1.4 Corruption et extorsion

Le Code de Conduite d’UCB, qui fait partie de la formation obligatoire pour tous les employés d’UCB, reprend les normes en matière de lutte contre la corruption et l'extorsion, qui sont des aspects matériels cruciaux. En outre, UCB inclut ces normes dans sa politique en matière de conformité et dans ses procédures relatives à l’engagement des parties prenantes dans le secteur des soins médicaux.

Les risques liés à la corruption et à l'extorsion dans le secteur des soins médicaux existent principalement dans la délivrance de services médicaux, dans la chaîne de valeur d’approvisionnement, sous la forme de relations commerciales inappropriées, d’abus de pouvoir, de remboursements indus, et de fraude et détournement de médicaments. Ces risques de corruption ou d'extorsion peuvent être le fait d’employés UCB, ou de tiers agissant au nom d’UCB.

Il existe différents outils permettant de renforcer l’application des politiques de lutte contre la corruption et l'extorsion :

  • des formations spécifiques pour les employés interagissant ou en charge d’engager des parties prenantes externes ;
  • des contrôles systématiques des transactions financières en lien avec les parties prenantes du secteur médical, notamment l’examen et l’approbation des activités et transferts de valeur associés, par la direction d’UCB ou des fonctions indépendantes, telles que le Service de l’éthique et de la conformité ;
  • une surveillance continue de l’adhésion à ces contrôles et leur efficacité, y compris la surveillance des transferts de valeur et l’audit de ceux-ci par le Service financier, le Service de l’éthique et de la conformité et le Service d’audit interne mondial ;
  • une vérification préalable de l’intégrité est déployée au sein d’UCB et permet d'identifier les antécédents en matière de violation des normes de lutte contre la corruption et l'extorsion chez nos partenaires potentiels interagissant avec des parties prenantes du secteur médical au nom d’UCB ;
  • la surveillance efficace des transferts de valeur au moyen d’un examen systématique des transactions financières sous la forme d’honoraires pour des services, de subventions, de dons ou de parrainage à ces parties prenantes, ainsi que la surveillance des transactions non financières comme l’organisation de voyages d’affaire et d’événements scientifiques ou médicaux ; et
  • toute tierce partie, agissant au nom d’UCB, et responsable d’engager ces parties prenantes a moralement et contractuellement le devoir de respecter les normes les plus strictes, y compris les normes en matière de lutte contre la corruption. Les tierces parties doivent mettre en place des normes et mesures de contrôle internes ou accepter d’adhérer à celles définies par UCB.

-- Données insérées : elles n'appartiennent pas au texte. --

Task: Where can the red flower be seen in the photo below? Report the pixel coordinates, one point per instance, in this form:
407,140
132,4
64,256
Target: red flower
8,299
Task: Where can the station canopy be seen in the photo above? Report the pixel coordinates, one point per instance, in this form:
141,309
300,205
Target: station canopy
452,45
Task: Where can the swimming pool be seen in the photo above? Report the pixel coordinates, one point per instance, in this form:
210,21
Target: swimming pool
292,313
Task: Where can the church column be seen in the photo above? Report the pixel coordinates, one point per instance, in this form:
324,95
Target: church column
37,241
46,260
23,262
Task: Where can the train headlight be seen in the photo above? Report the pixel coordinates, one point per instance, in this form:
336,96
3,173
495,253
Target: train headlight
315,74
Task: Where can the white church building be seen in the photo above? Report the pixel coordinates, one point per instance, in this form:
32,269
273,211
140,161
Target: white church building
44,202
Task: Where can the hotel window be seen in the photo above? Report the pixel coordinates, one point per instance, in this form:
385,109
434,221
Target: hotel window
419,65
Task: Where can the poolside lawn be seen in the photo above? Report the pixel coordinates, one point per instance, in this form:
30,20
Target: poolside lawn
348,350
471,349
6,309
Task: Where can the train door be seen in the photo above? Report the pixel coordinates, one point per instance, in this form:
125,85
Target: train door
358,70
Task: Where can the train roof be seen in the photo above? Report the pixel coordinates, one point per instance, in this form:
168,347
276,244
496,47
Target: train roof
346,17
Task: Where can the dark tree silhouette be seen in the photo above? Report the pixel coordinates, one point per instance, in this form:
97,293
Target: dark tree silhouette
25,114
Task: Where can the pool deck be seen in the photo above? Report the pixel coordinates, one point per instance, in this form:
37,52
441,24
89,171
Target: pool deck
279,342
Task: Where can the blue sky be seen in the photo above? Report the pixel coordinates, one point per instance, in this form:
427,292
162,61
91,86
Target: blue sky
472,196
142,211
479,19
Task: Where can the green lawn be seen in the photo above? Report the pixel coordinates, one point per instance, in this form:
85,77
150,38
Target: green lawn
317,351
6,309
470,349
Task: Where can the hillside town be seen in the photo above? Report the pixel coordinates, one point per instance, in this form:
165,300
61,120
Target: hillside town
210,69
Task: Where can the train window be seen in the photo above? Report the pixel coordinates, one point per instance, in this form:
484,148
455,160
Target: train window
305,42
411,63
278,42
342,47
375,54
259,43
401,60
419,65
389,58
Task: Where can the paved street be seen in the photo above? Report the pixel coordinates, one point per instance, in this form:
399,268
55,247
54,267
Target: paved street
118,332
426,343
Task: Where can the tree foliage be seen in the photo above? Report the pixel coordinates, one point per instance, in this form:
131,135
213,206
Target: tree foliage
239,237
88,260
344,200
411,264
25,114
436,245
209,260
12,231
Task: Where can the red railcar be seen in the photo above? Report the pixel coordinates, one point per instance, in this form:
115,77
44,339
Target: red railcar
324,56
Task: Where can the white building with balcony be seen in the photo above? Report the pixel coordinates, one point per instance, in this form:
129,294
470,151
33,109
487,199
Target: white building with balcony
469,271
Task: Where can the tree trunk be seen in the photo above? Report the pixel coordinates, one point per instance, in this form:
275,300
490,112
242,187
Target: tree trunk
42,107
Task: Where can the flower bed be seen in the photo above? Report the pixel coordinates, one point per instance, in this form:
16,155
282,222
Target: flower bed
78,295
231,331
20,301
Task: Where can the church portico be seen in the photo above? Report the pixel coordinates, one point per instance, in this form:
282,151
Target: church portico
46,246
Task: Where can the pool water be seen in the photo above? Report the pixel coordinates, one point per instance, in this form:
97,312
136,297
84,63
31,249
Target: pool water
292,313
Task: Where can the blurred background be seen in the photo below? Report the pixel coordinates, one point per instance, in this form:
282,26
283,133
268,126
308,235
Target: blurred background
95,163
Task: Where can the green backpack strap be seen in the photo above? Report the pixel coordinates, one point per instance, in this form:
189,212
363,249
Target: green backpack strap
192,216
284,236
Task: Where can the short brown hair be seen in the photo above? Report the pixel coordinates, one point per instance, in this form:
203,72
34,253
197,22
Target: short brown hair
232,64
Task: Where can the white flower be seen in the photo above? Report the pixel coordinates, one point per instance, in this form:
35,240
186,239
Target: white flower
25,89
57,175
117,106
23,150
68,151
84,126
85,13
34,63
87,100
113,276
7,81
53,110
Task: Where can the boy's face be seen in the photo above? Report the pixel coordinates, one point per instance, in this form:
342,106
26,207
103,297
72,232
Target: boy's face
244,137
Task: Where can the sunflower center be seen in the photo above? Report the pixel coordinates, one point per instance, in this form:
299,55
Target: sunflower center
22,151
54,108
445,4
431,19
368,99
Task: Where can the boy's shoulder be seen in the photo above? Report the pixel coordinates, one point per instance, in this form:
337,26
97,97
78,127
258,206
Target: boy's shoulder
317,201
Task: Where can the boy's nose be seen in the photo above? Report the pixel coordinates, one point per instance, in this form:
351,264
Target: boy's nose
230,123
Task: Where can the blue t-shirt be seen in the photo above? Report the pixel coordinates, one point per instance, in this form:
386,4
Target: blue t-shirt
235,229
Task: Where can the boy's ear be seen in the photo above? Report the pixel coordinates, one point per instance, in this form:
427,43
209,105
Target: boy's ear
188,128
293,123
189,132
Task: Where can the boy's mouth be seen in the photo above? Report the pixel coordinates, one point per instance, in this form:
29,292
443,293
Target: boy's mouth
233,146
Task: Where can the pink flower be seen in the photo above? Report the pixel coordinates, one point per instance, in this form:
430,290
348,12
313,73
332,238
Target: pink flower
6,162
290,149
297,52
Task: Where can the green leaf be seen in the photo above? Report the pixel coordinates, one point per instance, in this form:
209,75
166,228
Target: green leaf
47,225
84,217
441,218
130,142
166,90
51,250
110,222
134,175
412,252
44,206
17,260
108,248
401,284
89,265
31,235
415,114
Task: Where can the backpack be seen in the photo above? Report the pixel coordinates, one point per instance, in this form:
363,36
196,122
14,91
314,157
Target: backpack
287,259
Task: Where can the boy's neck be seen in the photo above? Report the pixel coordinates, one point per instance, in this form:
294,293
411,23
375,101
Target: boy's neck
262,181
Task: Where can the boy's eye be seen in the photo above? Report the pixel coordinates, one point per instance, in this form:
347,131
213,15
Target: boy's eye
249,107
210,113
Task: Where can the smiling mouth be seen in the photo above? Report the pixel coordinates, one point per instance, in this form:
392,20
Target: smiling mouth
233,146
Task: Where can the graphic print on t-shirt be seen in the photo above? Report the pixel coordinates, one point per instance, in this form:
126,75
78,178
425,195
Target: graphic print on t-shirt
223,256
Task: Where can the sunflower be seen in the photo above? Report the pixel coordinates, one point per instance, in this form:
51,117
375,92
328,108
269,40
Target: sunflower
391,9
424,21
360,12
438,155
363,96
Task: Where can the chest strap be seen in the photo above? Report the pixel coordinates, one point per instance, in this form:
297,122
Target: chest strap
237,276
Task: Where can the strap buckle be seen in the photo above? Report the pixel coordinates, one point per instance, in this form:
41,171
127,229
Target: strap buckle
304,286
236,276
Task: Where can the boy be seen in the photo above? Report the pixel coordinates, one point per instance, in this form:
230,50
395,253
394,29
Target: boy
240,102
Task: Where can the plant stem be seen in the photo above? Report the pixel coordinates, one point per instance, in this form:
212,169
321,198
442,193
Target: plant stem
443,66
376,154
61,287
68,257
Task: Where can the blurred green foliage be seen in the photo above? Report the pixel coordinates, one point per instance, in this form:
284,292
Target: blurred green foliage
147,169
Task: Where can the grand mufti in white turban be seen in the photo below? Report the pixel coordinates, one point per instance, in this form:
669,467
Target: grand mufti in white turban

Le service mondial d'audit interne d'UCB réalise périodiquement un audit des opérations d'UCB pour identifier les risques potentiels liés aux domaines décrits ci-dessus, et ce, en suivant un calendrier de rotation préétabli. En 2018, trois affaires de corruption impliquant des collaborateurs d’UCB ou des tierces parties agissant au nom d’UCB ont été signalées. Les allégations de conduite inappropriée individuelle signalées ont fait l'objet d'enquêtes systématiques et des mesures disciplinaires ont été prises.

Par ailleurs, UCB respecte ses obligations de divulgation publique de ses transactions financières avec les institutions de soins, les professionnels de la santé et les organisations de patients. Il existe des obligations spécifiques en Europe, en Turquie, en Russie, aux États-Unis, au Japon, en Nouvelle-Zélande et en Australie, et UCB est déterminée à se conformer aux réglementations et codes sur la transparence, le cas échéant.